Mission as Embodied by Jesus Christ

It always feels good to reach a finish line, and World Mission Initiative Director the Rev. Dr. Hunter Farrell (pictured sitting right) and Associate Director the Rev. Balajiedlang Khyllep (pictured sitting left) and published an important project seven years in the making. Dr. Farrell explains, “This book is the result of multiple surveys and conversations with more than 1,400 mission leaders across U.S. Christian traditions—mainline Protestants, evangelicals, and Roman Catholics.”

Across these diverse traditions, similar patterns were playing out.

“Many congregations seemed to be engaging in the same mission strategies: child sponsorship, short-term mission trips, prepared meal-packaging events, and support of orphanages,” Dr. Farrell says. “Billions of dollars go to these types of mission work each year, yet these strategies are often extraordinarily ineffective and inefficient. When we’re tempted to ‘send money’ or offer our volunteer time to do for families what they could do themselves, our mission strategies may be building on colonial assumptions,” he explains, “or the more recent focus on self-transformation (‘selfie mission’) that short-circuits mission as embodied by Jesus Christ.” 

“In contrast,” he explains, “Jesus spent 30 years learning from the people around him before he preached his first sermon. His mission wasn’t a task list, but a spreading circle of human relationships that changed the world. We need to take that seriously.”

Through their many interviews and conversations, the two authors found that mission leaders feel disconnected from each other and that they desire to learn best practices for drawing their people more deeply into God’s mission. So the project took shape as a guide that addresses the most frequently identified needs in local church mission engagement. It offers three foundational stones—a mission theology of companionship, an invitation to cultural humility, and the power of co-development—that congregational mission leaders and churches can implement in every mission activity. 

The book also includes a “toolkit” of seven resources designed for congregational mission leaders to use with their congregation.
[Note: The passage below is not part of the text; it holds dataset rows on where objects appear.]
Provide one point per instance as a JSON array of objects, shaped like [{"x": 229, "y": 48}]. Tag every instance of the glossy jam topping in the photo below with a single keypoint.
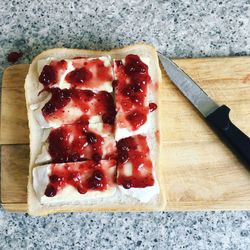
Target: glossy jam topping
[
  {"x": 68, "y": 106},
  {"x": 51, "y": 73},
  {"x": 71, "y": 143},
  {"x": 89, "y": 73},
  {"x": 83, "y": 176},
  {"x": 152, "y": 106},
  {"x": 131, "y": 91},
  {"x": 134, "y": 164},
  {"x": 14, "y": 56}
]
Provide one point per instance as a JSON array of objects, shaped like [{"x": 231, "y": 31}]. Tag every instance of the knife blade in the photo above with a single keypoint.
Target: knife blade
[{"x": 216, "y": 116}]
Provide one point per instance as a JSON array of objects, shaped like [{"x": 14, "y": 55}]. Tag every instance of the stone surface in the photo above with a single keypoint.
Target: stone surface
[{"x": 186, "y": 28}]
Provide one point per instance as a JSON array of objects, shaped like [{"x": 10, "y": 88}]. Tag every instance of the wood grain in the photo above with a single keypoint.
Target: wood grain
[
  {"x": 200, "y": 172},
  {"x": 14, "y": 125}
]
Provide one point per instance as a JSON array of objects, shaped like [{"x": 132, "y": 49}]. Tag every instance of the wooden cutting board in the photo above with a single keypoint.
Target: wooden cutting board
[{"x": 200, "y": 172}]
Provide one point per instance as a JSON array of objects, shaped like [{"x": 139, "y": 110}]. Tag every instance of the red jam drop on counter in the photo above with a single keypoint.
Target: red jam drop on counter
[
  {"x": 71, "y": 143},
  {"x": 152, "y": 106},
  {"x": 134, "y": 150},
  {"x": 59, "y": 99},
  {"x": 83, "y": 176},
  {"x": 131, "y": 90},
  {"x": 89, "y": 103},
  {"x": 137, "y": 118},
  {"x": 14, "y": 56},
  {"x": 51, "y": 73}
]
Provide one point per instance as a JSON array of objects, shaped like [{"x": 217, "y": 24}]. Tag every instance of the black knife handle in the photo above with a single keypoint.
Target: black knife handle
[{"x": 234, "y": 137}]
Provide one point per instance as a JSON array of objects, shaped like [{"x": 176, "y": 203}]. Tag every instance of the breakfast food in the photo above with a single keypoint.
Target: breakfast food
[{"x": 93, "y": 119}]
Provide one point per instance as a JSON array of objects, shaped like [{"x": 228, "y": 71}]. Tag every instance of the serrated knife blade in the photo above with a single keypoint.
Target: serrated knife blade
[{"x": 216, "y": 116}]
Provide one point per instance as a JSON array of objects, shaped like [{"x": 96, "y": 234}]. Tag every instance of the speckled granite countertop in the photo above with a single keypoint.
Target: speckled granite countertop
[{"x": 186, "y": 28}]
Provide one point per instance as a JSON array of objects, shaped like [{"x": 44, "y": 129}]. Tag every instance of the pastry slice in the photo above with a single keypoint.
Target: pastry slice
[
  {"x": 136, "y": 174},
  {"x": 80, "y": 72},
  {"x": 77, "y": 142},
  {"x": 134, "y": 95}
]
These tools were designed to accompany and apply the concepts lifted up in the book. In this sense, the book aims to offer suggestions and equip mission leaders in both theory and practice.

The two authors have had the chance to take it on the road, using parts of the book as they were being written to engage in real training and dialogue with church leaders and mission teams. The results have been fruitful and encouraging.

Their book, titled Freeing Congregational Mission: A Practical Vision for Companionship, Cultural Humility, and Co-Development, is published by InterVarsity Press-Academic.